En réponse à M. Marc, qui a présenté un amendement visant à instaurer la représentation de tous les actionnaires salariés au conseil d'administration, Mme la rapporteur s'est demandé comment procéder dans les cas où il n'y aurait qu'un seul actionnaire salarié et comment l'intégrer. Je lui propose donc une solution : ne plus tenir compte de l'actionnariat et instaurer une représentation des salariés dans tous les cas !
Cet amendement tend donc à ce que, dans les sociétés, deux membres du comité d'entreprise, délégués par lui, assistent avec voix délibérative à toutes les séances du conseil d'administration ou, le cas échéant, du conseil de surveillance.
Les salariés doivent en effet être représentés en tant que tels, avec voix délibérative, au sein des conseils d'administration des entreprises, non en tant qu'actionnaires ou avec une simple voix consultative. Les salariés sont les premiers concernés par les choix de gestion de l'entreprise, ils sont donc les plus légitimes pour participer au conseil.
Il faudra progressivement passer du principe capitaliste « une action, une voix » au principe démocratique « une personne, une voix ».
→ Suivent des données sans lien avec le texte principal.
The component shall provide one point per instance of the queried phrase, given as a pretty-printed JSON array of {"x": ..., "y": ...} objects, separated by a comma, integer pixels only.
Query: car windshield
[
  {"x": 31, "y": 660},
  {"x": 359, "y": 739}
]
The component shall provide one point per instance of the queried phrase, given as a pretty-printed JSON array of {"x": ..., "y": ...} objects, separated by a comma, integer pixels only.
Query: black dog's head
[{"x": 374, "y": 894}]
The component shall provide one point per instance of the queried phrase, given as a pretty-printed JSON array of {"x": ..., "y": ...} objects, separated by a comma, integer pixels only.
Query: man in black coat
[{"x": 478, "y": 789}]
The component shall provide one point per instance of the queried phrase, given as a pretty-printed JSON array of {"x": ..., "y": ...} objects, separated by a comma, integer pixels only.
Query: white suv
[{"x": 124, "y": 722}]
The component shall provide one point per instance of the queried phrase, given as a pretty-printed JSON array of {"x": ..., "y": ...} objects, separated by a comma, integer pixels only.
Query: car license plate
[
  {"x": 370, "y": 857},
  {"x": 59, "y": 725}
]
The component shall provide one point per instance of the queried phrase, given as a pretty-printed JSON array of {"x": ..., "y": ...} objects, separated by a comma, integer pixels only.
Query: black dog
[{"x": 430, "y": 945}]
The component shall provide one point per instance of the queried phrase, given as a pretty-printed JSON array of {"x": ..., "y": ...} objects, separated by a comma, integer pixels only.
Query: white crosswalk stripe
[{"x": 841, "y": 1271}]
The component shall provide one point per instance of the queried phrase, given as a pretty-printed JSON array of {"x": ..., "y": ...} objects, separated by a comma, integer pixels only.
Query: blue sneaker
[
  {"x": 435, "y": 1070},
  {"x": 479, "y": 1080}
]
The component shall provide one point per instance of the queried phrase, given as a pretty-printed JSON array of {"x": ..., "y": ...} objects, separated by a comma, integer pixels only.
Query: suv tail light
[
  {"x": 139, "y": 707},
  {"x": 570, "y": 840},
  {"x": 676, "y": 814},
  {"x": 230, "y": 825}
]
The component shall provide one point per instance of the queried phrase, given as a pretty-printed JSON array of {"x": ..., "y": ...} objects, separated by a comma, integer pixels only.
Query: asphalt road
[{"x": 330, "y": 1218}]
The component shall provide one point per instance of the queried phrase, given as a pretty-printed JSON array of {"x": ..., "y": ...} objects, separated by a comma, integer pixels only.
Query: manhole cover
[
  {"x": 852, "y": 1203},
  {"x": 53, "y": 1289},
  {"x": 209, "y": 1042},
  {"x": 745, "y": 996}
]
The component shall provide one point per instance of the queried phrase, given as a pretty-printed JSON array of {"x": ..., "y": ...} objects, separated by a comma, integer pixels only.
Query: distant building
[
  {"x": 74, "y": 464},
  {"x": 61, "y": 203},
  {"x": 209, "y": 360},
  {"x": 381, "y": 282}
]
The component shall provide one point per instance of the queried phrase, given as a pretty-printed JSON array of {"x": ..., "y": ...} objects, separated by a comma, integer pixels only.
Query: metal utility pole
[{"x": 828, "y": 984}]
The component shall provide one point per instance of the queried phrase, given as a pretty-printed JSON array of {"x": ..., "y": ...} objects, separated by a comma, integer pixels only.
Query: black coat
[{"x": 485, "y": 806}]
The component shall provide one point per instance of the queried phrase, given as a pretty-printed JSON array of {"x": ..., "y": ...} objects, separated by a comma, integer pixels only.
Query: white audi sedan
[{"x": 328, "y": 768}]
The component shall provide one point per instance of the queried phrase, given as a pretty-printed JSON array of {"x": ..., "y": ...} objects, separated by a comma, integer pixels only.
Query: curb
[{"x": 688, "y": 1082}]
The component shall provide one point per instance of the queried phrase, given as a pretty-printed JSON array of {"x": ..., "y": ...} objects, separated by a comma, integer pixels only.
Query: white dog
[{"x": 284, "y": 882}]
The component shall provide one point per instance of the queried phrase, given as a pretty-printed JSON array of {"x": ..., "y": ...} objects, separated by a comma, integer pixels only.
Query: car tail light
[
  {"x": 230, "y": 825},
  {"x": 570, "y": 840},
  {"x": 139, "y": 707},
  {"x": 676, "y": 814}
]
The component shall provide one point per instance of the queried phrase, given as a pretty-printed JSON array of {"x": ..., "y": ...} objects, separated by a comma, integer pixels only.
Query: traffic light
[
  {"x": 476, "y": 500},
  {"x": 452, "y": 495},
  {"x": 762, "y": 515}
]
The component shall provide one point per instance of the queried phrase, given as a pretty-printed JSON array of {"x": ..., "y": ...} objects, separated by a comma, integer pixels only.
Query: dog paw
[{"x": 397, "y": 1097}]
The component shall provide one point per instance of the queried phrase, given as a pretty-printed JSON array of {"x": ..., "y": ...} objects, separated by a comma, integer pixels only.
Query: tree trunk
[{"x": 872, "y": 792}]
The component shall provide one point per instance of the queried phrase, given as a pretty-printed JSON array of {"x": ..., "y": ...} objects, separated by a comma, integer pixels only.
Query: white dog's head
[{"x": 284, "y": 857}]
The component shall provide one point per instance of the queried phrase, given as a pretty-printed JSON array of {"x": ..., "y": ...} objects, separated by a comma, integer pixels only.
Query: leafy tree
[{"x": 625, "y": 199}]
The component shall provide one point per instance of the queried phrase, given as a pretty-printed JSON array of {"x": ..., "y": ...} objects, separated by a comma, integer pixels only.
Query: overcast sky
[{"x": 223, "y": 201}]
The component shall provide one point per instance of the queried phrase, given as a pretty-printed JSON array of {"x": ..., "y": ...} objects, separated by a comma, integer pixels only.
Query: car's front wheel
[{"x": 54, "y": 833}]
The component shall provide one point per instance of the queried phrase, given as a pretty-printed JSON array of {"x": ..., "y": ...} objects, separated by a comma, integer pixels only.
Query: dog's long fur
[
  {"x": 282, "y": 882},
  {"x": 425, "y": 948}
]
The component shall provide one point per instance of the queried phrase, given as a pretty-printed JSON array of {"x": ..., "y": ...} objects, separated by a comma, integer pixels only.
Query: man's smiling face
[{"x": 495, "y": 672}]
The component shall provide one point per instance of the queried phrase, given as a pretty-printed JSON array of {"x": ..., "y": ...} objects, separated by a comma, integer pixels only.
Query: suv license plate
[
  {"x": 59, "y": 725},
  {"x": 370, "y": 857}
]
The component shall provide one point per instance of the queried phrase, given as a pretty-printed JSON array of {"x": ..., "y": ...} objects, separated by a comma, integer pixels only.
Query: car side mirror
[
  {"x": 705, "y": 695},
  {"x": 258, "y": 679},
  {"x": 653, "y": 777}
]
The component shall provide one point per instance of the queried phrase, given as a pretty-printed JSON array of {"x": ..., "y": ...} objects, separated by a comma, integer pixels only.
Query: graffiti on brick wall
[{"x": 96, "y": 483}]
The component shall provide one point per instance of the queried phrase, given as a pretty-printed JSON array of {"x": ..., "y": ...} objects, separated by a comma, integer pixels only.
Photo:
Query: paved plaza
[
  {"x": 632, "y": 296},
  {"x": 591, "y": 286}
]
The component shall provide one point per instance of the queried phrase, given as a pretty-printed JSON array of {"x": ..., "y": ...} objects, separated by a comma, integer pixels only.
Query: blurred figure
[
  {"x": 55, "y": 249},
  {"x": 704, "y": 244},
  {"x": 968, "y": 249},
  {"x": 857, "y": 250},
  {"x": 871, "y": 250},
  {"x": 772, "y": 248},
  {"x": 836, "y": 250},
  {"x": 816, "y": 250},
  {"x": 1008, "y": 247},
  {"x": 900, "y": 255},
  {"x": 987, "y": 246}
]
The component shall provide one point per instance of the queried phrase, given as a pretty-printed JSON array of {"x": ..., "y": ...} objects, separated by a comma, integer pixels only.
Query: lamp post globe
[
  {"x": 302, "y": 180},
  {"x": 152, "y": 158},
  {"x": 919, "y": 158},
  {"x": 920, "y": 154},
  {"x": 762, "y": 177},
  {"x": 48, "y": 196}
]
Il convient, dans une démarche de gestion participative, de repenser le centre du pouvoir actionnarial, à savoir le conseil d'administration, tout d'abord en introduisant des représentants des salariés en tant que tels et non en tant que représentants des salariés actionnaires.
Cette distinction permet de se différencier du projet de droite de démocratie actionnariale, dans lequel les salariés sont incités à « participer » au pouvoir de l'entreprise en devenant actionnaires. Une solution intermédiaire, inspirée des réussites de la Mitbestimmung allemande, sans rien ignorer de ses limites, pourrait être la cogestion, à savoir un conseil d'administration avec représentation paritaire des actionnaires et des salariés.
Parallèlement à la réforme du conseil d'administration, c'est toute la gouvernance des entreprises qu'il faut démocratiser.
D'une part, les comités d'entreprise doivent être dotés de véritables pouvoirs, d'un droit de veto, par exemple, pour les décisions stratégiques - les restructurations ou la nomination du PDG.
D'autre part, afin de conserver leur pertinence, les structures de décision actuelles doivent être adaptées aux évolutions économiques. Face aux tendances à la sous-traitance et à l'activité multinationale, il convient d'élargir les comités d'entreprise aux sous-traitants des entreprises donneuses d'ordres et de multiplier les comités d'entreprise européens ou mondiaux.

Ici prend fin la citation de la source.